Valentine’s Day gives us the chance to think about people we love. While love is in the air, it’s not the only feeling which students need to be familiar with. If you want them to be open during different therapy sessions, they must be able to communicate different feelings. What feelings do they have about people, places, and things which are part of their world?
Kids of all ages enjoy celebrating Valentine’s Day because they can be creative and work on expressing their feelings. Working on projects which allow them to practice ways to share their feelings about school will encourage it throughout the year and beyond.
Heart Feelings Chain
Kids may be frustrated and unable to express how they feel during the school day. Make a feelings heart chain to incorporate all of the different ways they feel each day. This activity will work on social skills, speech and language, fine motor, and more depending on how you adjust it.
Map out their day and see how many things each child is able to put a different feeling on. Some ideas may be leaving their home, getting to school, specific classes, lunch with friend, recess, dismissal, homework time, and anything else. Next, brainstorm on different feelings you may have.

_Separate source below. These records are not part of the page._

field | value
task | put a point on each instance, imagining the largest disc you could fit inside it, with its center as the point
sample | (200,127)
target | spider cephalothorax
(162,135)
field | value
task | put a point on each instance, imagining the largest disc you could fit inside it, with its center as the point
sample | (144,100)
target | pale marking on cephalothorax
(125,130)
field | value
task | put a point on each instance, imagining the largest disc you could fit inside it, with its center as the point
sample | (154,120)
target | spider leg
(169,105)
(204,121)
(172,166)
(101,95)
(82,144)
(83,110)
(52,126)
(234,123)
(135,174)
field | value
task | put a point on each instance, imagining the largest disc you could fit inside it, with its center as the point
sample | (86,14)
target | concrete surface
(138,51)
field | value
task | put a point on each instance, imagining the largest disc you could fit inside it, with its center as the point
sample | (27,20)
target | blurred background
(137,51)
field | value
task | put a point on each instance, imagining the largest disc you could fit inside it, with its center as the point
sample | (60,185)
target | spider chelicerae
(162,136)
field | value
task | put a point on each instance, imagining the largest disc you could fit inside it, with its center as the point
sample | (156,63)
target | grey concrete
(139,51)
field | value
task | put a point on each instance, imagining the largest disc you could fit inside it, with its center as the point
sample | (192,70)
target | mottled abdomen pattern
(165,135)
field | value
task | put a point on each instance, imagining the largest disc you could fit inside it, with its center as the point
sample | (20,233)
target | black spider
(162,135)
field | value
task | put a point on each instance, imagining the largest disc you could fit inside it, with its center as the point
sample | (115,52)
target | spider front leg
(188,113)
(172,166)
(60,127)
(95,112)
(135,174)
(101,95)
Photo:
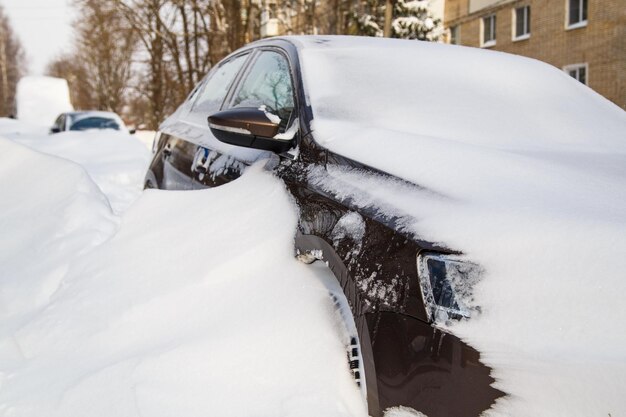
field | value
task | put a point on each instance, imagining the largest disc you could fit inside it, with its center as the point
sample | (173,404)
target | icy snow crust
(186,304)
(41,99)
(521,168)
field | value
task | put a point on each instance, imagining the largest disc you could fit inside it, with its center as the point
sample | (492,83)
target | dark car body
(408,360)
(87,120)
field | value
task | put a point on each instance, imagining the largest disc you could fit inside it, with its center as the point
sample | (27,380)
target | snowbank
(51,212)
(524,170)
(194,307)
(41,99)
(116,161)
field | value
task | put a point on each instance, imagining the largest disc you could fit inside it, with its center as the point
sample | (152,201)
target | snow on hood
(524,170)
(41,99)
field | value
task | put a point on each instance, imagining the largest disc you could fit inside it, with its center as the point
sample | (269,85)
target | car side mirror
(249,127)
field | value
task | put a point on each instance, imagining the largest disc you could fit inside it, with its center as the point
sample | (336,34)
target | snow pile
(194,306)
(50,212)
(116,161)
(520,167)
(41,99)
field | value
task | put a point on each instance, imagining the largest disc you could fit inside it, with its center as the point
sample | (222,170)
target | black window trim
(211,72)
(248,67)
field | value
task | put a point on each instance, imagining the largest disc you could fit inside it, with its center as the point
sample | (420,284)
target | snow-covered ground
(181,303)
(41,99)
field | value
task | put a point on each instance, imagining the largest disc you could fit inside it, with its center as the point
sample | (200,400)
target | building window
(576,13)
(455,35)
(578,71)
(488,33)
(521,23)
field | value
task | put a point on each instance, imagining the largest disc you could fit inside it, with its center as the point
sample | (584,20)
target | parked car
(256,105)
(88,120)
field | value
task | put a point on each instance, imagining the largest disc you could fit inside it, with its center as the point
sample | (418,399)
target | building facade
(585,38)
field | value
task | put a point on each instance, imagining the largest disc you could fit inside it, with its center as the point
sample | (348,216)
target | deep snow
(187,304)
(41,99)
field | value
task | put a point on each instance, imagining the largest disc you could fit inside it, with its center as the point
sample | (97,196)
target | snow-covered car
(418,171)
(88,120)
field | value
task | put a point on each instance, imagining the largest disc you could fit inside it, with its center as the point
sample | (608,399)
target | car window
(268,84)
(216,87)
(95,123)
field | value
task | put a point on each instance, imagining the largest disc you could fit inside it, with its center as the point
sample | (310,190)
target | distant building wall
(598,45)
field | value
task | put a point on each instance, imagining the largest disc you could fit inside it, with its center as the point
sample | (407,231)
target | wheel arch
(323,251)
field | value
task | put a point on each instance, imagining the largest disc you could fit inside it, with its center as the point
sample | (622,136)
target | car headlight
(446,282)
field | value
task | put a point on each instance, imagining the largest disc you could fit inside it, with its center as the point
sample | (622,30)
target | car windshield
(95,123)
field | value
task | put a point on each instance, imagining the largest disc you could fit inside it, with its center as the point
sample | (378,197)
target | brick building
(585,38)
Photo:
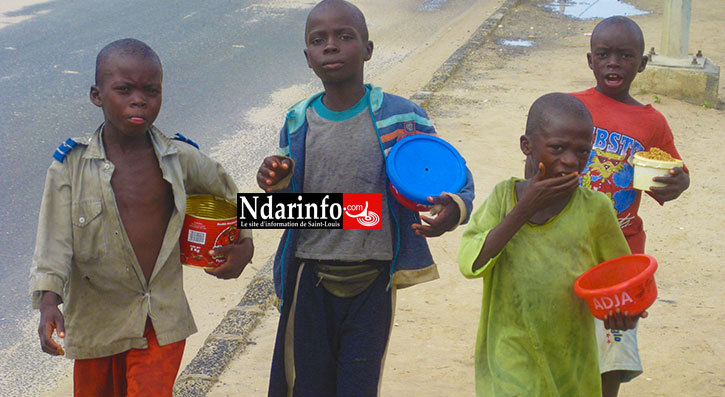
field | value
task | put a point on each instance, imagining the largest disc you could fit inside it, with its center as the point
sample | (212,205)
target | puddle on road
(517,43)
(588,9)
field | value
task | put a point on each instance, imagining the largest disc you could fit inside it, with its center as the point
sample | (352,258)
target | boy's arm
(610,243)
(536,194)
(678,179)
(450,209)
(51,263)
(52,257)
(275,173)
(675,183)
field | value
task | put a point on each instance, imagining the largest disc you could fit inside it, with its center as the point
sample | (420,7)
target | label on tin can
(199,235)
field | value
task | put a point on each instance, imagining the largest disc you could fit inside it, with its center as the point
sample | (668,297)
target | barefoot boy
(332,342)
(107,244)
(622,127)
(529,242)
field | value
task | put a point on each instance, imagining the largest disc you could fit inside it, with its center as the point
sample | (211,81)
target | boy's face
(129,93)
(563,146)
(335,48)
(616,58)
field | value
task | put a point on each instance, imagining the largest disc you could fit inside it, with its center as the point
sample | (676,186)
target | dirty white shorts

Allow kids to cut out hearts in different colors and decorate them. Each heart will have a feeling and a picture depicting the person, place, or thing. On the back side, have translations for multilingual learners to be able to share with families. When finished with all of the hearts, make a feelings chain which may be displayed. Allow groups to share and ask each other questions about their chains.
What makes someone a friend? Make a list together to come up with qualities which are important for a good friend. This may be more difficult for some children. Things like caring about your feelings, sharing, and spending time with you are some possibilities. Next, make a heart poster for each child. On it, they will share how they will be a friend. Younger children can draw pictures and older children write and draw.

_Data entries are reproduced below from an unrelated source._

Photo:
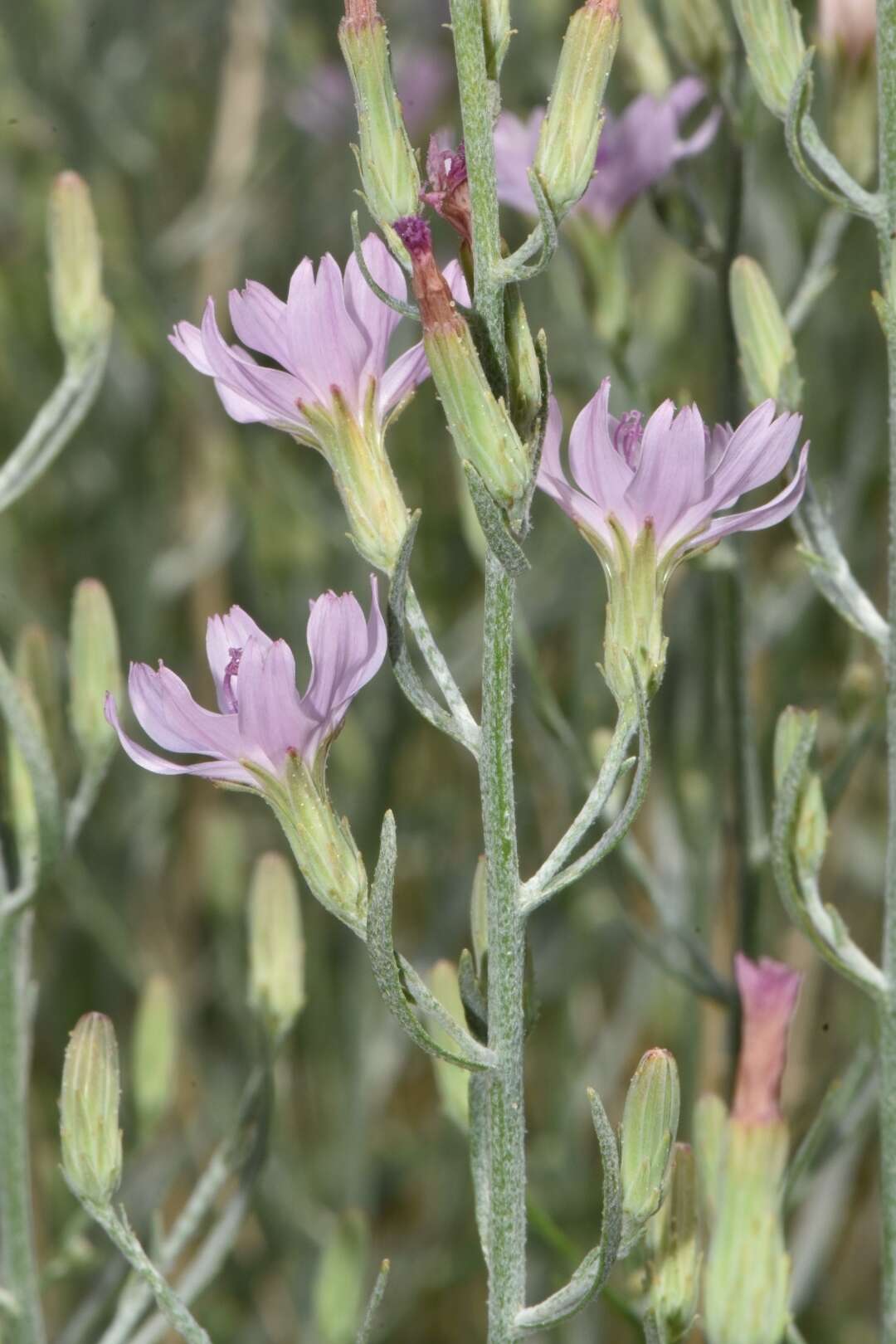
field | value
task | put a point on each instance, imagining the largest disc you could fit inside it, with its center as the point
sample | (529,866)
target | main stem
(17,1257)
(505,967)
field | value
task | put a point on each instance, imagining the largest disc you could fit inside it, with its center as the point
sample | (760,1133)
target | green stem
(505,1114)
(17,1259)
(887,121)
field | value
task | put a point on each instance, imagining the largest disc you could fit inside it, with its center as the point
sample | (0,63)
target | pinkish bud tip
(416,236)
(768,993)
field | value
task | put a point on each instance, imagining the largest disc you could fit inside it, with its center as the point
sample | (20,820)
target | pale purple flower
(768,993)
(674,474)
(261,721)
(331,339)
(635,149)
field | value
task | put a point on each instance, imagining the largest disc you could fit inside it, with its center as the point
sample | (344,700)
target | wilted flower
(635,149)
(334,388)
(768,992)
(650,494)
(268,737)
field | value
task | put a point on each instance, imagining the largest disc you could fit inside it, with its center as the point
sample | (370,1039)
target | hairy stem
(17,1259)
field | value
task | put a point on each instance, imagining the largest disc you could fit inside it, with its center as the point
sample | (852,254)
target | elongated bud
(767,355)
(480,425)
(776,49)
(523,364)
(95,665)
(571,129)
(674,1250)
(80,314)
(649,1127)
(451,1082)
(390,173)
(89,1110)
(155,1051)
(275,947)
(699,35)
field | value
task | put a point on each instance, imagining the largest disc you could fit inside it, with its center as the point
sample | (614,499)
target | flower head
(635,149)
(261,721)
(768,993)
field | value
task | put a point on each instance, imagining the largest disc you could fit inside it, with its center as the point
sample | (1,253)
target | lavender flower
(266,737)
(334,390)
(650,494)
(635,149)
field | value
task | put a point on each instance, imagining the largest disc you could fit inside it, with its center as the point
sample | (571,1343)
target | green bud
(649,1127)
(80,314)
(451,1082)
(674,1246)
(89,1110)
(709,1120)
(388,167)
(155,1051)
(95,665)
(356,453)
(767,355)
(338,1283)
(699,35)
(571,129)
(641,51)
(748,1268)
(523,364)
(776,49)
(275,947)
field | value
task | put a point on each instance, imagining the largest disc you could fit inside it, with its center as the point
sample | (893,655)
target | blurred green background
(215,141)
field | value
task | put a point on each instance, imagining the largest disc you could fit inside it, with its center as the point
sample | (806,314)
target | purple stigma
(230,676)
(627,437)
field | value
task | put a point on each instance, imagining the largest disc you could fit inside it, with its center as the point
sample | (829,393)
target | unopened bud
(767,355)
(275,947)
(89,1110)
(776,49)
(451,1082)
(571,128)
(649,1127)
(699,35)
(80,314)
(388,167)
(674,1246)
(95,665)
(155,1051)
(479,422)
(748,1268)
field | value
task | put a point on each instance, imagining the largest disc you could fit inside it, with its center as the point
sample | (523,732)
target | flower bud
(571,128)
(699,35)
(387,163)
(674,1246)
(479,424)
(95,665)
(80,314)
(776,49)
(451,1082)
(275,947)
(767,355)
(89,1110)
(155,1051)
(649,1127)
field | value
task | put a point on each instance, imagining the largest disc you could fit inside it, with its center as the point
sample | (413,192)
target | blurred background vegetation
(215,141)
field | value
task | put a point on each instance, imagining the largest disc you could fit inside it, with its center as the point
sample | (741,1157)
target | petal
(226,772)
(597,468)
(766,515)
(373,318)
(223,635)
(345,654)
(260,320)
(670,475)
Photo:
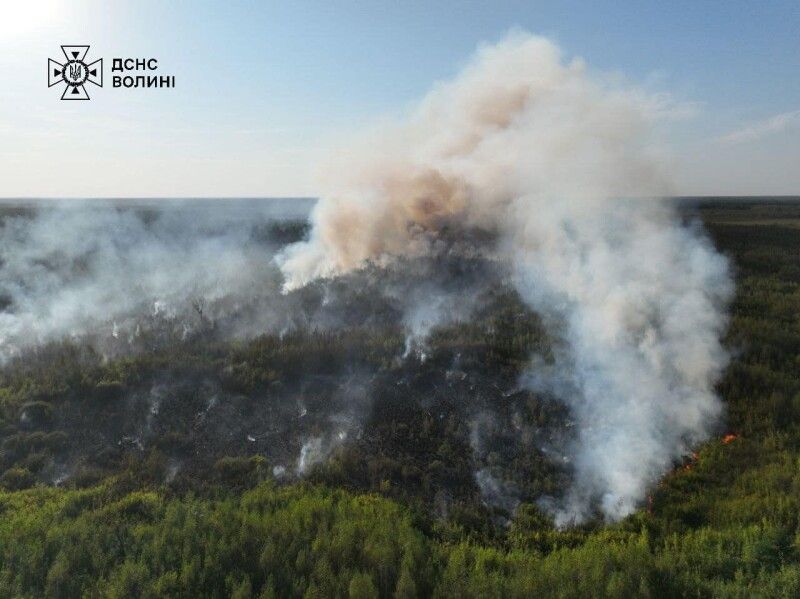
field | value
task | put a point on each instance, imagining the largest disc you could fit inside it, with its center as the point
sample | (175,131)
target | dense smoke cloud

This activity can be expanded with additional mindful activities. All should teach children ways to communicate with peers and how to listen and talk to others. They will also focus on how to be a good friend, ways to make friends, taking turns, and teamwork. Social skills and social-emotional group sessions are helpful when you work together to build on skills and goals.
Send completed projects home. Clinicians can include a note for families and include translations on the back items to assist multilingual learners. Since they helped to create the activity, they will likely be excited to practice at home and share with family and friends.